The author defines the probability integral as follows $$\Phi(z)=\frac{2}{\sqrt{\pi}}\int_0^z e^{-t^2}\mathrm{d}t$$. (S)he instructs the reader to derive the following integral representation of the square of the probability integral by transforming it to polar coordinates $$\Phi(z)^2=1-\frac{4}{\pi}\int_0^1\frac{\exp(-z^2(1+t^2))}{1+t^2}\mathrm{d}t$$. I am uncertain how transforming the integral from cartesian coordinates to polar coordinates would yield the integral representation. Can someone explain this to me? $$I^2=\frac{4}{\pi}\int_{0}^{z}\int_{0}^{z}e^{-(x^2+y^2)}dydx=-\frac{2}{\pi}\int_{0}^\frac{\pi}{2}\int_{0}^{z}-2re^{-r^2}drd\theta$$?

Answer 1

$\operatorname{erf}(z)^2$ can be expressed as an integral over the region $[0,z]\times[0,z]$. By symmetry, you can calculate half of its value by looking at the lower half triangle (i.e. with the additional bound $y\leq x$). I believe the correct coordinate transformation is $R=x^2+y^2, t=\frac yx$ (you could think of the former as $r^2$ and the latter as $\tan\theta$ in polar coordinates). Express the region in the new coordinates, calculate the Jacobian, and the result should follow.

Full solution: $\def\pdv#1#2{\frac{\partial #1}{\partial #2}}$

First, $erf^2(z)=\frac4\pi\int_{[0,z]^2}e^{-(x^2+y^2)}dxdy=\frac8\pi\int_{D}e^{-(x^2+y^2)}dxdy$, where $D=\{(x,y)\in[0,z]^2 \mid y\leq x\}$. Write $I=\int_{D}e^{-(x^2+y^2)}dxdy$.

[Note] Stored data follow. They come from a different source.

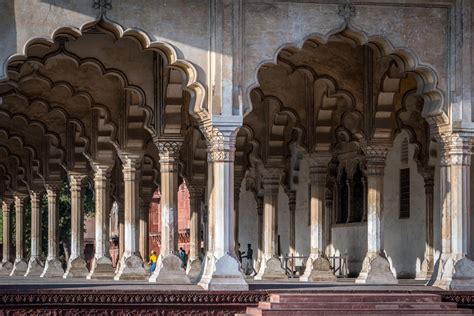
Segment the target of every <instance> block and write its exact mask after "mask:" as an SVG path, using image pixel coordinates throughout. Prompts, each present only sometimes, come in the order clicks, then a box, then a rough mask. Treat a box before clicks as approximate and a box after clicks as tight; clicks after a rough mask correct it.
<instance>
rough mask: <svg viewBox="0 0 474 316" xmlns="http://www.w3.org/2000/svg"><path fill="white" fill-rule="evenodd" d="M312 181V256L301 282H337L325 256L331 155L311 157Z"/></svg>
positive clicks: (322, 155)
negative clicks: (327, 169)
mask: <svg viewBox="0 0 474 316" xmlns="http://www.w3.org/2000/svg"><path fill="white" fill-rule="evenodd" d="M308 158H309V162H310V180H311V201H310V212H311V213H310V215H311V216H310V217H311V254H310V256H309V258H308V260H307V261H306V269H305V272H304V274H303V275H302V276H301V277H300V281H306V282H307V281H310V282H336V280H337V278H336V276H335V275H334V273H333V272H332V270H331V265H330V264H329V260H328V259H327V258H326V257H325V256H324V250H325V245H324V235H325V231H324V229H325V226H324V207H325V203H324V198H325V196H326V175H327V172H328V170H327V169H328V164H329V161H330V160H331V154H330V153H328V152H318V153H312V154H310V155H309V157H308Z"/></svg>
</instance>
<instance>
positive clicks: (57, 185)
mask: <svg viewBox="0 0 474 316" xmlns="http://www.w3.org/2000/svg"><path fill="white" fill-rule="evenodd" d="M60 187H61V184H56V185H48V186H47V187H46V192H47V194H48V257H47V258H46V262H45V265H44V270H43V273H41V277H42V278H58V277H62V276H63V274H64V270H63V265H62V262H61V261H60V260H59V190H60Z"/></svg>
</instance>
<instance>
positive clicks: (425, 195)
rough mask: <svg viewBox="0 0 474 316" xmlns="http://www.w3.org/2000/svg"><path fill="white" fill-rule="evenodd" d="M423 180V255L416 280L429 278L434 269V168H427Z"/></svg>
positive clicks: (416, 275)
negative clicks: (424, 190) (423, 183)
mask: <svg viewBox="0 0 474 316" xmlns="http://www.w3.org/2000/svg"><path fill="white" fill-rule="evenodd" d="M423 178H424V180H425V199H426V208H425V225H426V228H425V229H426V237H425V257H424V259H423V262H422V264H421V269H420V271H418V272H417V274H416V279H417V280H426V281H428V280H430V279H431V277H432V275H433V271H434V249H433V237H434V234H433V228H434V227H433V197H434V195H433V188H434V168H432V167H431V168H428V170H426V171H425V172H424V174H423Z"/></svg>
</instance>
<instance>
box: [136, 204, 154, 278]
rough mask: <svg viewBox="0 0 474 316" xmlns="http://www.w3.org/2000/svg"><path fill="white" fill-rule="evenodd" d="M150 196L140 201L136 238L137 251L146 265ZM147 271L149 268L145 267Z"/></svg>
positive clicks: (148, 267)
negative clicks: (141, 256) (137, 233)
mask: <svg viewBox="0 0 474 316" xmlns="http://www.w3.org/2000/svg"><path fill="white" fill-rule="evenodd" d="M150 201H151V197H150V196H144V197H143V199H140V218H139V224H138V226H139V238H138V250H139V251H140V254H141V255H142V258H143V261H144V263H145V265H147V264H146V262H147V261H148V260H147V257H148V254H149V252H148V210H149V208H150ZM146 269H147V270H149V267H146Z"/></svg>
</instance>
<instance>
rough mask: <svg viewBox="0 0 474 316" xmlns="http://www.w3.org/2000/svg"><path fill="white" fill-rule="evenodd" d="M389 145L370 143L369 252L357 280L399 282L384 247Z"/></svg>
mask: <svg viewBox="0 0 474 316" xmlns="http://www.w3.org/2000/svg"><path fill="white" fill-rule="evenodd" d="M387 153H388V146H387V145H367V146H366V147H365V154H366V164H367V172H366V175H367V189H368V197H367V204H368V205H367V254H366V256H365V258H364V261H363V263H362V270H361V272H360V274H359V277H358V278H357V279H356V283H365V284H397V283H398V281H397V279H396V278H395V276H394V275H393V273H392V270H391V267H390V263H389V261H388V259H387V257H386V255H385V252H384V249H383V221H382V216H383V181H384V169H385V160H386V157H387Z"/></svg>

The inverse of the Jacobian (since this is easier to calculate) is $\begin{pmatrix}\pdv Rx&\pdv Ry\\ \pdv tx&\pdv ty\end{pmatrix}$ with determinant $2(1+t^2)$, so its inverse has determinant $\frac1{2(1+t^2)}$. The triangular region $D$ becomes the region $\{(R,t)|0\leq t\leq1, 0\leq R\leq z^2(t^2+1)\}$. (You need to notice $\frac1{\cos^2\theta}=\tan^2\theta+1$.)

At last the calculation. $$I=\int_0^1\int_0^{z^2(t^2+1)}e^{-R}\cdot\frac1{2(1+t^2)}dRdt=\frac12\int_0^1(1-e^{-z^2(1+t^2)})\frac1{1+t^2}dt=\frac12(\frac\pi4-\int_0^1\frac{e^{-z^2(1+t^2)}}{1+t^2}dt),$$ so $$erf^2(z)=\frac8\pi I=1-\frac4\pi\int_0^1\frac{e^{-z^2(1+t^2)}}{1+t^2}dt$$ as desired.